Ważnym elementem są tutaj stałe aktualizacje wynikające z Subskrypcji, ponieważ tylko najnowsza wersja oprogramowania zapewnia bezpieczeństwo przetwarzania danych osobowych.

6. CZY PROGRAM DOKUMENTY PRO MUSI BYĆ STALE UAKTUALNIANY?

Ekspertyza:

Zgodnie z dobrymi praktykami w zakresie przetwarzania danych, przetwarzanie powinno zawsze następować przy użyciu środków gwarantujących najwyższy poziom bezpieczeństwa. Podstawową zasadą jest zawsze przetwarzanie danych za pomocą sprzętu wyposażonego jedynie w aktualne i legalne wersje oprogramowania na nim zainstalowanego.
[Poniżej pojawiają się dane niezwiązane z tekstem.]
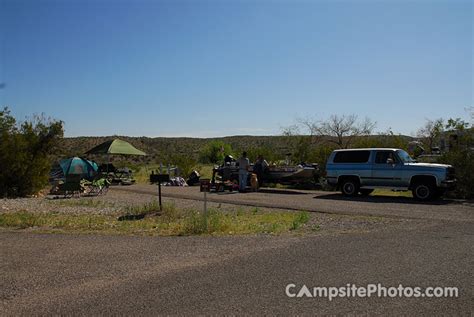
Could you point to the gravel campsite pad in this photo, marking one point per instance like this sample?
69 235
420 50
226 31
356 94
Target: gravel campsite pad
117 202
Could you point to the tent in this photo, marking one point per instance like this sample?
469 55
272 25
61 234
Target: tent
78 165
115 146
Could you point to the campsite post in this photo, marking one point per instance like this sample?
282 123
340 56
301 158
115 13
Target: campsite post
205 188
159 178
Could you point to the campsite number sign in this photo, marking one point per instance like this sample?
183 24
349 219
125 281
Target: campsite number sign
205 185
158 179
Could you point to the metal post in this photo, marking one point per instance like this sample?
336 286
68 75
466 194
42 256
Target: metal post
159 195
205 210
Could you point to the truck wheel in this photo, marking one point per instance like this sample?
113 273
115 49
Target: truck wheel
439 193
423 191
366 192
350 187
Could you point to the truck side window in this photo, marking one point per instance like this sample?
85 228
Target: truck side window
382 156
352 157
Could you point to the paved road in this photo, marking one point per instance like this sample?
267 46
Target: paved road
67 274
328 202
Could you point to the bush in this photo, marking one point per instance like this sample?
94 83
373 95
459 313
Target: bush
461 157
25 151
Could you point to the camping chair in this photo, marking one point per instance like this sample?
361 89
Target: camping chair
71 186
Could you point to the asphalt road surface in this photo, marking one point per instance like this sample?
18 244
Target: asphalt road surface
43 274
327 202
67 274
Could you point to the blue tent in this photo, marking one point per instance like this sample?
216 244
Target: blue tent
78 165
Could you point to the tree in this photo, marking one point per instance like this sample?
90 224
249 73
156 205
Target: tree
25 150
430 132
342 130
308 136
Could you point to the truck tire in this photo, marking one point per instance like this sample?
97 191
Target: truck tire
424 191
366 192
350 187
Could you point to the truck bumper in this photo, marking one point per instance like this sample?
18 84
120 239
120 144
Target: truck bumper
448 184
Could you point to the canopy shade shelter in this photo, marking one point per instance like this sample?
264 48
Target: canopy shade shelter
115 146
78 165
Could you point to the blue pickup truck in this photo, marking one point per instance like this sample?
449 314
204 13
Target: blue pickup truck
360 171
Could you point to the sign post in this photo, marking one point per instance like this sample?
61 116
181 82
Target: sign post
158 179
205 188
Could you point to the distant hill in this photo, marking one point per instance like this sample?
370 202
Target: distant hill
161 148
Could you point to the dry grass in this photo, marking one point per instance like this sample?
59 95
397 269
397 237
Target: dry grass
147 220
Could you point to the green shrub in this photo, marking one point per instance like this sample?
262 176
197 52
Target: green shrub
25 150
461 157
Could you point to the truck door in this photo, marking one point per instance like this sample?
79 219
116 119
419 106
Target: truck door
385 169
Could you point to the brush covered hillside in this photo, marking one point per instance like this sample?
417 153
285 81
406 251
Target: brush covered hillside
161 149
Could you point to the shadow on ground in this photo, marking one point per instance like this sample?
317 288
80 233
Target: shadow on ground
385 199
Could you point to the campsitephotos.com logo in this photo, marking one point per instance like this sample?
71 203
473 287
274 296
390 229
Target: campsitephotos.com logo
369 290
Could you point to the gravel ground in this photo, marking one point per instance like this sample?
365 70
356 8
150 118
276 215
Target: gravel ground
116 202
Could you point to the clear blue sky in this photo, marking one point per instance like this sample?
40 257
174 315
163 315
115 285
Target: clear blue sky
216 68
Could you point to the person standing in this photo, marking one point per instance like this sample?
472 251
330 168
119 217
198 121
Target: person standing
244 163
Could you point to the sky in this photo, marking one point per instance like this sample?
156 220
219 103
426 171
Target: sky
237 67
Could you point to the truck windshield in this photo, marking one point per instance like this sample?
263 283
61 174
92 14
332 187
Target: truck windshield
405 157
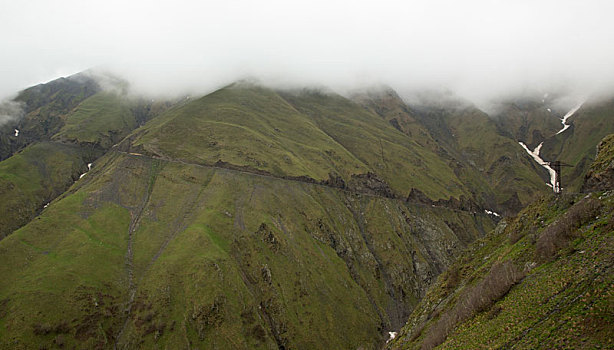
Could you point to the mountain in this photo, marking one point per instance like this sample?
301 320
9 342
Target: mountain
68 123
543 280
250 217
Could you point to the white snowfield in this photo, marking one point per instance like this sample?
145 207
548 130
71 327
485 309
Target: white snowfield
89 167
535 155
490 212
566 116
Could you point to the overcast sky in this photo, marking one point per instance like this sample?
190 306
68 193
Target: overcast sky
477 48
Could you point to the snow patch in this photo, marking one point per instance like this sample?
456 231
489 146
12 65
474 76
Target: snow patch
391 335
535 155
489 212
566 116
89 167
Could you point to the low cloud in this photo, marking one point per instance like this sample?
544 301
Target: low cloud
10 111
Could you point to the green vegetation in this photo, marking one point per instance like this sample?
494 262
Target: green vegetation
252 218
32 178
305 134
495 167
219 257
555 291
577 145
102 120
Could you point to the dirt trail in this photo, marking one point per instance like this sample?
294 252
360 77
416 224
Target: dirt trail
134 223
295 180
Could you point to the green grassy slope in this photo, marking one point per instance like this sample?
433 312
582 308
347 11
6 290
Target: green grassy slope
43 107
491 162
561 302
248 126
101 120
146 252
83 123
542 281
32 178
399 160
386 103
304 134
528 120
577 145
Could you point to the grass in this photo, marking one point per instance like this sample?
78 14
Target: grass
564 301
307 134
102 119
204 271
32 177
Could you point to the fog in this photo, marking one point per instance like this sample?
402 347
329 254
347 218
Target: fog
479 49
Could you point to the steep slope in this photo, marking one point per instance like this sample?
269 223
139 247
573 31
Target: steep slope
204 255
527 119
544 279
600 175
33 177
314 135
576 145
398 160
386 103
196 230
42 107
489 161
70 123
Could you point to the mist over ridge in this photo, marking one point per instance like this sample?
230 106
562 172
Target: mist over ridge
479 50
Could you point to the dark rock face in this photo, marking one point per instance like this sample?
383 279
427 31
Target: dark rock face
600 176
370 183
461 203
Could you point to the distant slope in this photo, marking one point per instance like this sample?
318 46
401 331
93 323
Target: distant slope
144 251
490 162
529 120
577 145
43 107
542 281
32 178
81 120
309 134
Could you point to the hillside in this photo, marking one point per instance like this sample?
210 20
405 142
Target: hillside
543 280
248 218
68 123
576 146
489 161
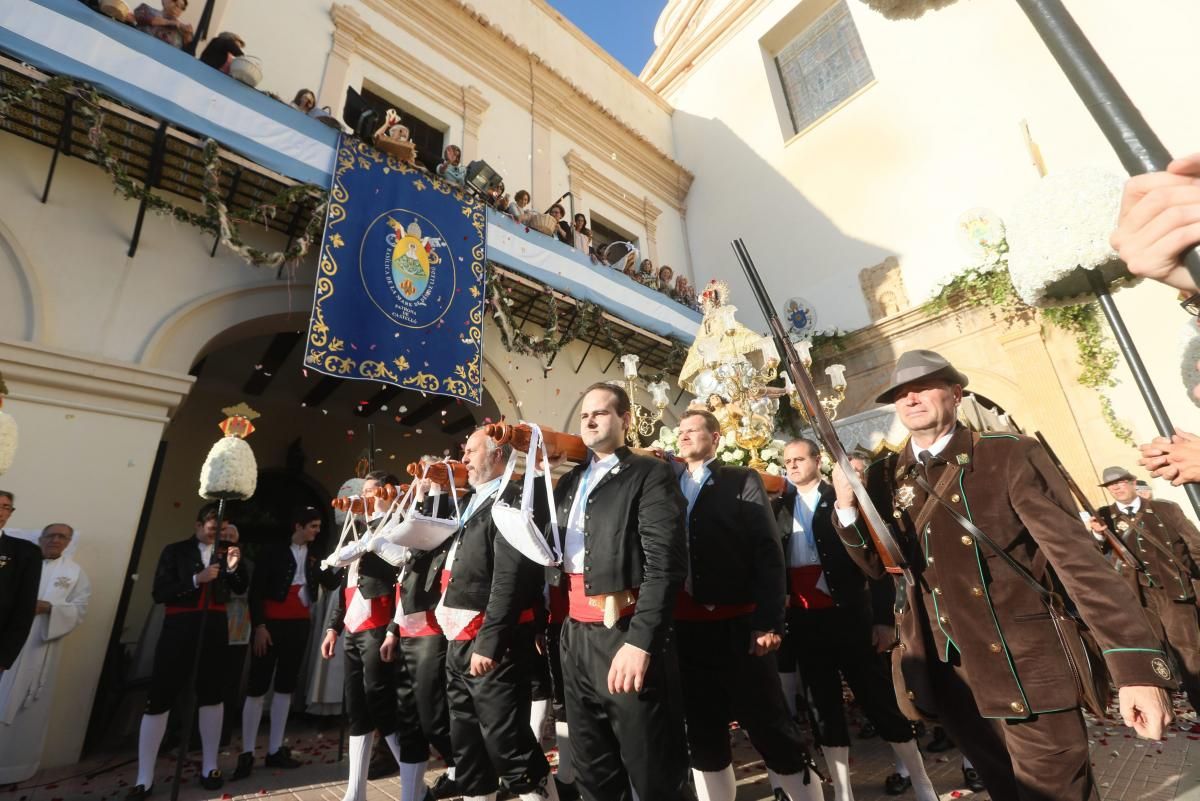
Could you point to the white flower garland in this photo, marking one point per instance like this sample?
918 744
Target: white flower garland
7 441
1062 226
229 471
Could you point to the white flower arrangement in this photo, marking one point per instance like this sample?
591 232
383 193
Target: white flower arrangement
7 440
1060 230
229 471
906 8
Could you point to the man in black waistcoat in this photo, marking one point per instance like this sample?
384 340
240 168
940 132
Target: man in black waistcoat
491 612
282 591
624 559
189 578
730 622
21 574
838 622
363 608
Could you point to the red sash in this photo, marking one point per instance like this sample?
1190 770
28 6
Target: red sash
289 608
688 609
382 610
477 622
579 603
804 594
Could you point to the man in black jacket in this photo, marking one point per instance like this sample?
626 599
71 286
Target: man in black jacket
491 610
21 574
192 574
837 626
282 592
624 559
730 621
364 606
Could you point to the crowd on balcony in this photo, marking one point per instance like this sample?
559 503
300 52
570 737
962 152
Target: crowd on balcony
226 53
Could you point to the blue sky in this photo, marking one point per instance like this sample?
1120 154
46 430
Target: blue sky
624 28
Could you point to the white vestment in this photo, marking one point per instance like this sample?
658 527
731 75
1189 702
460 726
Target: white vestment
27 690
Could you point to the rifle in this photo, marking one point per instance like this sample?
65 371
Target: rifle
1114 541
881 535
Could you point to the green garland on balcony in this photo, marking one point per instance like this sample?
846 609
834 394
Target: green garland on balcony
990 285
215 217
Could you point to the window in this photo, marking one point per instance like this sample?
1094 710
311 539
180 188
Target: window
822 66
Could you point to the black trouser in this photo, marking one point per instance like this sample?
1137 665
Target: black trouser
625 739
175 652
421 688
282 658
490 718
1182 634
724 682
829 644
1043 758
370 684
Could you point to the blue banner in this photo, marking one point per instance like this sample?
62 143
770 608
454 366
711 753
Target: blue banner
400 284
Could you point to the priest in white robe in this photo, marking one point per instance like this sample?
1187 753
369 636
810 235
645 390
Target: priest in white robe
27 690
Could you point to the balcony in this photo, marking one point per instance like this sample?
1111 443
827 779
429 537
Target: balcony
150 97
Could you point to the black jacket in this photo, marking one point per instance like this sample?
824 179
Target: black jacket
735 552
21 574
849 586
376 579
178 565
634 540
274 570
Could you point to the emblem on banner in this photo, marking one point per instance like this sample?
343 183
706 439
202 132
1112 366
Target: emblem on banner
405 266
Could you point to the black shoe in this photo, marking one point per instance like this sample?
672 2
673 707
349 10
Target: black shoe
445 788
567 792
940 742
214 781
897 784
245 766
282 758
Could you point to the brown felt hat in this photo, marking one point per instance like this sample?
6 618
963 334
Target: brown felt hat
917 365
1113 475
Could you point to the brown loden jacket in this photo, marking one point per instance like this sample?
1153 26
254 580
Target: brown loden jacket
1159 525
965 598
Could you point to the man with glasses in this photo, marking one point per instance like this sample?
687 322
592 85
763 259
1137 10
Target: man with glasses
1169 546
21 571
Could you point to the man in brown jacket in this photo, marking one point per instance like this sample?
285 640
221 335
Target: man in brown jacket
978 651
1169 546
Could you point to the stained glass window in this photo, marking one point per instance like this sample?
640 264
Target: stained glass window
822 66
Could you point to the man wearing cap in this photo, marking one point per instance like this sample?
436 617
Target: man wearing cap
1169 546
978 650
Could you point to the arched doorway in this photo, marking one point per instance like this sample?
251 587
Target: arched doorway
313 433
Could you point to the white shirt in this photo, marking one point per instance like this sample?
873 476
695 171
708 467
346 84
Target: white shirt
573 541
802 549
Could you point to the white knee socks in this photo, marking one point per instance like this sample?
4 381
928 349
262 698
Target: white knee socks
838 762
791 682
715 786
538 712
210 735
563 738
280 706
251 717
360 758
909 754
412 781
793 784
149 739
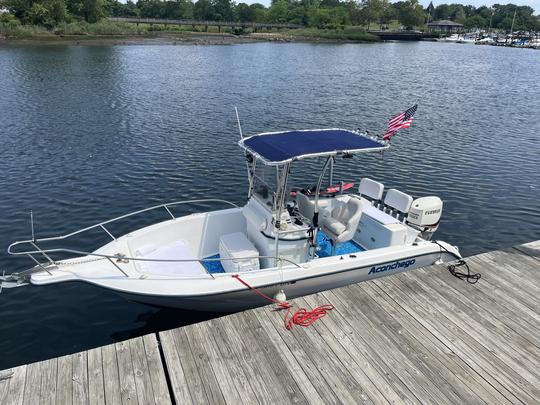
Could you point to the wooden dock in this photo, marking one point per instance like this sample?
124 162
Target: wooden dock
418 337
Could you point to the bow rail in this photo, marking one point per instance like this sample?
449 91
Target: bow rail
36 250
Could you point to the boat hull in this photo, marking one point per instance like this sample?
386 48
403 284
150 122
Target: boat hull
245 299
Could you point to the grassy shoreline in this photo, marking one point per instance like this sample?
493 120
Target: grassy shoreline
121 33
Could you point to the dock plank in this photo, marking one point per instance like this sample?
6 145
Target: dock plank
49 372
479 355
143 382
174 367
111 376
155 369
128 390
17 382
33 384
80 378
96 384
227 363
64 380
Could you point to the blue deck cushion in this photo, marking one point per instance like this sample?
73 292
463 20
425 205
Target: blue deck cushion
281 147
324 246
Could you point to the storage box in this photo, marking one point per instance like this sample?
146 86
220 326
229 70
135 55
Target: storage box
237 247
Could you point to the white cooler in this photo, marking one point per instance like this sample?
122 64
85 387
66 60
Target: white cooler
237 246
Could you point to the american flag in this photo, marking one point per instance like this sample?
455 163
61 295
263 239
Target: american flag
403 120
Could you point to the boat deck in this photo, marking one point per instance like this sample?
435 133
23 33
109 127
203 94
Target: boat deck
417 337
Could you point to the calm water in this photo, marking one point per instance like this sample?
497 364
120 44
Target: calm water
89 133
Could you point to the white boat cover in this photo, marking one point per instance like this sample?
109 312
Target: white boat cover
178 250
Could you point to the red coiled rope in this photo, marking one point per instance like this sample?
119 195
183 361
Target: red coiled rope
302 317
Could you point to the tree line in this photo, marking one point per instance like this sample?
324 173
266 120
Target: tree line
320 14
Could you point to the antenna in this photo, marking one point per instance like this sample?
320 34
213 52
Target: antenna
32 225
238 121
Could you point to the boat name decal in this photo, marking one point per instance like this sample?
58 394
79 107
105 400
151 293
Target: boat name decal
393 266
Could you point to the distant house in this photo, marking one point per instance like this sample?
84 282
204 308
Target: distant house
430 10
445 26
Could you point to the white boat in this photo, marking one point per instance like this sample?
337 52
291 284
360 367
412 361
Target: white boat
300 243
460 39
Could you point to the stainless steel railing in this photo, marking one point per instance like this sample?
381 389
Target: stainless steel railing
46 252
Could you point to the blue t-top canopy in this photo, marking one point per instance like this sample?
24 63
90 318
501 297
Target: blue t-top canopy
275 148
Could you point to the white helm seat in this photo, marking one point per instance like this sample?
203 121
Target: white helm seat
305 206
342 223
371 189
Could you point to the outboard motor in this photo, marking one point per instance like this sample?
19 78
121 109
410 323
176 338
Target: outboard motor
425 215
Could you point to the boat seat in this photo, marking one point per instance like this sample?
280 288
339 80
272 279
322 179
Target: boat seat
378 215
341 224
398 201
371 190
238 253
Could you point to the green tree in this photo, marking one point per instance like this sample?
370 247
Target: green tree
412 14
244 13
222 10
371 11
203 10
278 11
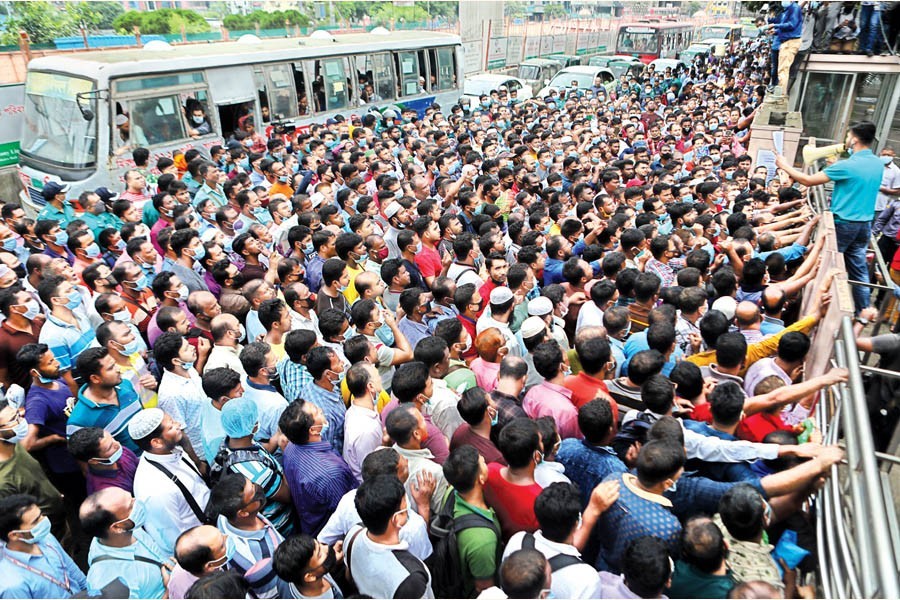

W tym wypadku dotyczy to zarówno programu Dokumenty Pro, jak i samego systemu operacyjnego, czy innych programów wykorzystywanych do obróbki zdjęć.

Art. 24, ust. 1. Uwzględniając charakter, zakres, kontekst i cele przetwarzania oraz ryzyko naruszenia praw lub wolności osób fizycznych o różnym prawdopodobieństwie i wadze zagrożenia, administrator wdraża odpowiednie środki techniczne i organizacyjne, aby przetwarzanie odbywało się zgodnie z niniejszym rozporządzeniem i aby móc to wykazać. Środki te są w razie potrzeby poddawane przeglądom i uaktualniane.

Dostępność Subskrypcji i automatyczne powiadomienia o aktualizacjach są z pewnością elementem pomagającym realizować ten obowiązek.

7. CO NALEŻY ZROBIĆ, ABY W PROSTY SPOSÓB WDROŻYĆ RODO W ZAKRESIE WYKONYWANIA ZDJĘĆ IDENTYFIKACYJNYCH?

Ekspertyza:

Zakład fotograficzny przetwarzający dane biometryczne powinien przede wszystkim zapewnić zgodność przetwarzania z prawem. W tym celu, obowiązkowe jest przygotowanie rejestru czynności przetwarzania oraz przeprowadzenie wstępnej analizy ryzyka związanego z przetwarzaniem danych osobowych. W zależności od jej wyników konieczne może być wykonanie oceny skutków przetwarzania dla praw i wolności osób, których dane dotyczą.

Raporty z wykonanych analiz powinny być przechowywane łącznie z dokumentacją przetwarzania danych osobowych.

Niezależnie od powyższego rekomendowane jest wdrożenie polityki przetwarzania danych osobowych, opisującej zasady przetwarzania danych osobowych w jednostce. Do polityki takiej powinny zostać załączone wzory dokumentów (takich jak: wzory pobieranych zgód, wzory informacji przekazywanych osobom, których dane są przetwarzane, wzory upoważnień) oraz zasady, jak postępować na przykład w przypadku wystąpienia przez osoby, których dane są przetwarzane, z żądaniami lub zapytaniami.  Obecnie w Kancelarii opracowujemy rozwiązania dedykowane dla różnych branż, w tym również branży fotograficznej. Zgodnie z RODO wprowadzone rozwiązania powinny bowiem być dostosowane do specyfiki prowadzonej działalności.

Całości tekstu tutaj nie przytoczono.